Navigating Diagnosis and Treatment

A delay in tooth replacement can be a normal variation, but specific markers suggest the need for professional evaluation. Dentists commonly use the “six-month rule,” advising an examination if a tooth on one side has erupted but the corresponding tooth on the opposite side is delayed by six months or more. An appointment is also appropriate if a primary tooth remains long after the expected exfoliation window, or if a gap has been present for a year without a permanent tooth appearing.

The initial diagnostic tool is the dental radiograph, or X-ray, which allows the dentist to visualize the unerupted permanent tooth and assess the primary roots. These images confirm the presence, position, and developmental stage of the permanent tooth, revealing blockages like supernumerary teeth or signs of ankylosis. For complex cases, a three-dimensional Cone Beam Computed Tomography scan may be used to determine the exact angle and relationship of the impacted tooth to adjacent structures.
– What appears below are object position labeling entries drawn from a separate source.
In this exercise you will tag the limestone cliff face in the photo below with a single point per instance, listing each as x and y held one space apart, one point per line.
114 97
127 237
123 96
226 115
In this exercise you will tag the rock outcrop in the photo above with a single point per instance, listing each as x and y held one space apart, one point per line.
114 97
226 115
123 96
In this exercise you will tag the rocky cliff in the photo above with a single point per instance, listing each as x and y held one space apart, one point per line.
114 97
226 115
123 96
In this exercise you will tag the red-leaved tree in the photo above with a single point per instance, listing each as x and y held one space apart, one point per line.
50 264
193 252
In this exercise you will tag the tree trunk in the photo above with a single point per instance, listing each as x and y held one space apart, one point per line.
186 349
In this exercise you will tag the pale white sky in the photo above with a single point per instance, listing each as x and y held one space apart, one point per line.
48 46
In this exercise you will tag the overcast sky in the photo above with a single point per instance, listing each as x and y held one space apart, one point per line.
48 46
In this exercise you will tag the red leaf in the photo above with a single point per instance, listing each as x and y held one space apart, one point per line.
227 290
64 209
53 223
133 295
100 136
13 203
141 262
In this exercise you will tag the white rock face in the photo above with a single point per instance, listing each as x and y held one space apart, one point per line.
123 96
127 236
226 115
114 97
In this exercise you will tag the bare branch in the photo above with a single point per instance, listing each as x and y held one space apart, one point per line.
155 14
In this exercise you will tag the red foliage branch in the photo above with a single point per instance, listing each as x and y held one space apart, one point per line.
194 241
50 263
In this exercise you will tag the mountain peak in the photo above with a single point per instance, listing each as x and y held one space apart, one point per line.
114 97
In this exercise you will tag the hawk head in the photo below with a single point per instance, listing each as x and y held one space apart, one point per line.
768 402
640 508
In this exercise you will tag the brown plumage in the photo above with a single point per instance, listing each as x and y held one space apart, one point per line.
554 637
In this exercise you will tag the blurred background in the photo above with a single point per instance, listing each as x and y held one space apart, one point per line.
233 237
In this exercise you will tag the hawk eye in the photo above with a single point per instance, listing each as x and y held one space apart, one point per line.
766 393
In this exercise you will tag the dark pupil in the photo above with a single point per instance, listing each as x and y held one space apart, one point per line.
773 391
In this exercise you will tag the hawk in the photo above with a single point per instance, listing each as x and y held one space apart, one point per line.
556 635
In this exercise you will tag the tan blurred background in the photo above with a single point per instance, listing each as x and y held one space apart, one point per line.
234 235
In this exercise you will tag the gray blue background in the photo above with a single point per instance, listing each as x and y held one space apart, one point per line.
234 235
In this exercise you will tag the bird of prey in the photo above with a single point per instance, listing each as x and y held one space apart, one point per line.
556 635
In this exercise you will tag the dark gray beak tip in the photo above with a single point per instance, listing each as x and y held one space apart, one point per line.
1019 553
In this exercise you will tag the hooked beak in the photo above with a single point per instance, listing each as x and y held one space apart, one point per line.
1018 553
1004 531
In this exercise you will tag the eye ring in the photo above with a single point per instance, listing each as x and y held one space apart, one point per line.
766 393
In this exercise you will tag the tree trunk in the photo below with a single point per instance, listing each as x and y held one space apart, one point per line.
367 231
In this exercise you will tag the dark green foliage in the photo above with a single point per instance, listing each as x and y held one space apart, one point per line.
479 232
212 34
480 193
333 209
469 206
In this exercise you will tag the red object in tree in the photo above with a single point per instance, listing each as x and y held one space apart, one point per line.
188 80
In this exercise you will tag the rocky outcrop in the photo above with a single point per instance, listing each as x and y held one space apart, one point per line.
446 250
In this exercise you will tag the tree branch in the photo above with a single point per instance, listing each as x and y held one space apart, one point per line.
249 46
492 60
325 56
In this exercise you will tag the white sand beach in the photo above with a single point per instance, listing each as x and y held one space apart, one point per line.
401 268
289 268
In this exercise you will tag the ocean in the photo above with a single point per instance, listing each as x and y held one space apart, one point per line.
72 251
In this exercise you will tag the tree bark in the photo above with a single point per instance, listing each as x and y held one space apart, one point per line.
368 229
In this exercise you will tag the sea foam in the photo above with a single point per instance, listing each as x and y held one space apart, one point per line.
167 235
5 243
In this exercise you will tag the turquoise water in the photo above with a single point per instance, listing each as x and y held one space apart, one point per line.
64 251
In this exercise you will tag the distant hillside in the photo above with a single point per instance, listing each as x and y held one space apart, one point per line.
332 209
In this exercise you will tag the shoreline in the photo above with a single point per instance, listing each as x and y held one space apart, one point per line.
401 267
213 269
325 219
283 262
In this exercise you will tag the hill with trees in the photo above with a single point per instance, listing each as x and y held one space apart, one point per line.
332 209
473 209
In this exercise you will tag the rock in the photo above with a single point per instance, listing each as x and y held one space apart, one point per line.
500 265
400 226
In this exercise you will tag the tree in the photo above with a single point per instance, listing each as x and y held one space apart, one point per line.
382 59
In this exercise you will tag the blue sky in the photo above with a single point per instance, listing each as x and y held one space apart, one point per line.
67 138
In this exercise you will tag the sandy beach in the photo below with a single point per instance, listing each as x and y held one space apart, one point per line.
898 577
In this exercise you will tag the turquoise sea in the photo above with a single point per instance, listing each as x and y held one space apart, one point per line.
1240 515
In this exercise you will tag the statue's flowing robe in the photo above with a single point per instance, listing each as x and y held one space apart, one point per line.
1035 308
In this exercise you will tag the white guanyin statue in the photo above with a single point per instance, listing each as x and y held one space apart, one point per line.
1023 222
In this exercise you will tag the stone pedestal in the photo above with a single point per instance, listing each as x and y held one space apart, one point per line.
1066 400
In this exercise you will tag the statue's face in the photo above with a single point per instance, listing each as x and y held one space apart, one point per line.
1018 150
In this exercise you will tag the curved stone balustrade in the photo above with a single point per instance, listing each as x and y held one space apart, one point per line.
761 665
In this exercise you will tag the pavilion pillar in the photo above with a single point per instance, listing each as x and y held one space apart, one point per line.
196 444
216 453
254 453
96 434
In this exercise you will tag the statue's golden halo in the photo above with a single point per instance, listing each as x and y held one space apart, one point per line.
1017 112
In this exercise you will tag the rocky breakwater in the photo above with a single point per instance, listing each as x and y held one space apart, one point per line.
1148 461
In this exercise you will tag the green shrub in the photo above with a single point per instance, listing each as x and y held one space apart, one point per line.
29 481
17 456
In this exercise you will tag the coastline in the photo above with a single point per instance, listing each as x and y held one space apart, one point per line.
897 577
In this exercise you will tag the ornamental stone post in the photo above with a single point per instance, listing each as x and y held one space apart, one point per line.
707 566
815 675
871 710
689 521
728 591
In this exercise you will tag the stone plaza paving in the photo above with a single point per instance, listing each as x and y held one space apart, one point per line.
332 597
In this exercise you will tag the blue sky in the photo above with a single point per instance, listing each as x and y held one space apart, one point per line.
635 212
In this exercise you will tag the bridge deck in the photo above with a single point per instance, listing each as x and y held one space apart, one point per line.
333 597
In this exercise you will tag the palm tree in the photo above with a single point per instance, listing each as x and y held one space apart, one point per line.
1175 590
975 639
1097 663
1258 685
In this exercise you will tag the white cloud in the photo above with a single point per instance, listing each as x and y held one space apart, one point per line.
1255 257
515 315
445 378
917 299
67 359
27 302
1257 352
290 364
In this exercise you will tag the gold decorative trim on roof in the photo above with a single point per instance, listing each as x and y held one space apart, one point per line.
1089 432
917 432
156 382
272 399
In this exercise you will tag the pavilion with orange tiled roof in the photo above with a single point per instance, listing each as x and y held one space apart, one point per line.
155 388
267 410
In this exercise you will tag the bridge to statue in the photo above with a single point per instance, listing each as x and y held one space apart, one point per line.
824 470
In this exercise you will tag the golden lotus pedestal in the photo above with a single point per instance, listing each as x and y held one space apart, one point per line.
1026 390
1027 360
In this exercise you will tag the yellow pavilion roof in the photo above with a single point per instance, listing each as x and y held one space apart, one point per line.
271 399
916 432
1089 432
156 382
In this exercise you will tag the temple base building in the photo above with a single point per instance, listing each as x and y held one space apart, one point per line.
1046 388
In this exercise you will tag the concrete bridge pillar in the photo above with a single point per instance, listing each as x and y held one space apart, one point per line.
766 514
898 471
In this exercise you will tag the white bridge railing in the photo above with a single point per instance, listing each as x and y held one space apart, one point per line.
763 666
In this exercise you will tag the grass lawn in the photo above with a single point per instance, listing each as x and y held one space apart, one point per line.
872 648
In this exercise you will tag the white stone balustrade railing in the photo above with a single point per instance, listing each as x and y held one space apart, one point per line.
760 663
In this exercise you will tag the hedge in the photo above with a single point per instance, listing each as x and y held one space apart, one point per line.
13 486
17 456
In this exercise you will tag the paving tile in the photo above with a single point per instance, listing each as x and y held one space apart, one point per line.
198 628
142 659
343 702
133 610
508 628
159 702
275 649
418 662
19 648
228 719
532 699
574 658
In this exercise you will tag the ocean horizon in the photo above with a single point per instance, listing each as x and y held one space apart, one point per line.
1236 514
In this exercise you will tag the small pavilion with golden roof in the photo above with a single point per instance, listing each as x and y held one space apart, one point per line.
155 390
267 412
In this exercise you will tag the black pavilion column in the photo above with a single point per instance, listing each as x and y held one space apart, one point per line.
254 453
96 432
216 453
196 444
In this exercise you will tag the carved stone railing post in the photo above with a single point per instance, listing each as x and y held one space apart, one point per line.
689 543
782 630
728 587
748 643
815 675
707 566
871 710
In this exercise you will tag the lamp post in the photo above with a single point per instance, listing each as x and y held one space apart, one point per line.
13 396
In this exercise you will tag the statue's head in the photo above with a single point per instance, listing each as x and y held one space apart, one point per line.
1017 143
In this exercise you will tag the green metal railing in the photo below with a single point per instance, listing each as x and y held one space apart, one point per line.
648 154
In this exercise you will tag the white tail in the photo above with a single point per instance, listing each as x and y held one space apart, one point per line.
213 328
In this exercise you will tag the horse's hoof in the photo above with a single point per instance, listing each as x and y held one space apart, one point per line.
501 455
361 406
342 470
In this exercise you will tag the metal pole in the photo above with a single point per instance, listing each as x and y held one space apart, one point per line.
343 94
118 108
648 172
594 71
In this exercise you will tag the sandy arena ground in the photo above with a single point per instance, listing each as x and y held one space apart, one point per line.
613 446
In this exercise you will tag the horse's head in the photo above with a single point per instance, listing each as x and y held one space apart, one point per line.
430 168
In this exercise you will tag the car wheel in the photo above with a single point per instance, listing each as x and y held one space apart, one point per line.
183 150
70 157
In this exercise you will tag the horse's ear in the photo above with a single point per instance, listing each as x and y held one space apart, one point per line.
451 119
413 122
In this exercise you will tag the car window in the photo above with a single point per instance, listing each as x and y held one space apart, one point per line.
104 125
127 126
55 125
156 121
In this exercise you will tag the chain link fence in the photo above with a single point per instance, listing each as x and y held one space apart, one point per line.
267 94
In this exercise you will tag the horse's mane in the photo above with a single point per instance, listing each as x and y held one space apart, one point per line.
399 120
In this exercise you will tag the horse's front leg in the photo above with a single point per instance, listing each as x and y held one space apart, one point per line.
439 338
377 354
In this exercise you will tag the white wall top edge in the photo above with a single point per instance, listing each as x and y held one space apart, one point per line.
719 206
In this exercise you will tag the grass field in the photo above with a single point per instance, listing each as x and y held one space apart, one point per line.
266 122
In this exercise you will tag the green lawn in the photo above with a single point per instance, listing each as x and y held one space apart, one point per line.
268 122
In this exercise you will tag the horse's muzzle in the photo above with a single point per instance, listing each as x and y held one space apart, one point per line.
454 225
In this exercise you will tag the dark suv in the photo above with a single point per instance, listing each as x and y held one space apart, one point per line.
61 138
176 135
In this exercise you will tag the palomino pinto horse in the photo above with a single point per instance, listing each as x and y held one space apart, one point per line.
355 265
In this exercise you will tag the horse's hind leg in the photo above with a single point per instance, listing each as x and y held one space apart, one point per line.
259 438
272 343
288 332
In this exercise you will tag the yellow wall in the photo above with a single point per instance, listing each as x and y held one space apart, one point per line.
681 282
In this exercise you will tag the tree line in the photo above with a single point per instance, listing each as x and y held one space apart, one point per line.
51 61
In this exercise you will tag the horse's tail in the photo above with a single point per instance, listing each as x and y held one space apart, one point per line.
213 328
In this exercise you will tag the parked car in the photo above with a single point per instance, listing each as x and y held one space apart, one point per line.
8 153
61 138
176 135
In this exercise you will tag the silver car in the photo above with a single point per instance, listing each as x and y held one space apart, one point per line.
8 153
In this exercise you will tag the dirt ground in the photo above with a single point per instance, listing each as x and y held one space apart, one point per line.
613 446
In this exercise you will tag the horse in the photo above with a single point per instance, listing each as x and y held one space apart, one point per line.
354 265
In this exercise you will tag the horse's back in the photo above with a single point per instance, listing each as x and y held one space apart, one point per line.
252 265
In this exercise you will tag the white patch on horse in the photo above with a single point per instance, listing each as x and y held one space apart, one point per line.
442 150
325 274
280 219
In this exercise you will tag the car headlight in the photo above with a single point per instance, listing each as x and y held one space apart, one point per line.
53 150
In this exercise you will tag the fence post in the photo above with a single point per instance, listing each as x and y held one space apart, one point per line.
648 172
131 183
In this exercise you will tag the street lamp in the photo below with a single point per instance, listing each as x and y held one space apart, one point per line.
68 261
Treatment for a retained primary tooth or an impacted permanent tooth is tailored to the specific cause. If a primary tooth is retained due to ankylosis or failed resorption, extraction is often necessary to clear the eruption path for the permanent tooth. If the permanent tooth is impacted due to a physical barrier, such as a supernumerary tooth, the obstruction is surgically removed.

For a deeply impacted permanent tooth, particularly a canine, treatment often involves a two-step process combining surgery and orthodontics. An oral surgeon performs a surgical exposure, uncovering the crown of the impacted tooth and bonding a small orthodontic bracket and chain to it. The orthodontist then uses this chain to apply light, continuous traction forces over several months, gradually guiding the tooth into its proper alignment.